#MicroblogMondays: The Oven

Sunday night, we were doing a million things since Monday marked our household’s return to work and school. We were prepping ingredients for beef stew, a hearty multi-day meal that would relieve us from cooking and be perfect for the polar vortex due later this week.

I slipped the beef into the oven and was surprised and aghast to smell something charred and smoky coming from the oven an hour into the stew’s first cook. All the liquid had evaporated and was charring on the bottom of the pan. Baffled, I separated the meat, scrubbed the pan and added triple the liquid I normally did. The beef and its veggies seemed to perform as expected the next hour.

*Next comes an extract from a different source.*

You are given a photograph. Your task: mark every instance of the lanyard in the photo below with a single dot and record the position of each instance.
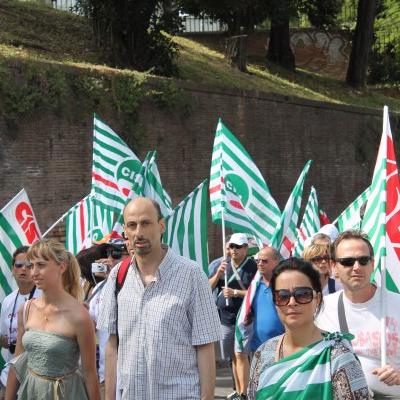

An hour later, I put a pan of 4 burritos into the oven for 20 minutes at 350. Twenty minutes later I start to smell the charred, smoky smell again. When I took out the burritos, I saw some of the cheese had blackened. Technically the dish still had another 10 minutes, but there was no way I was risking that.

I was confused. Neither recipe was a new recipe. I make beef stew every few months and hadn’t deviated. Same thing for the burritos. Plus, I’m a good cook. I’m no Food Network Star, but I can follow & tweak a recipe into something pretty good. I take pride in my cooking, so the oven trouble inexperienced was disconcerting. I chalked it up to chance and the weather. It had been an odd winter day with temperatures in the 70s and rain & severe storms. Maybe cooking on this day was like making fudge, in which the temperature and humidity mattered?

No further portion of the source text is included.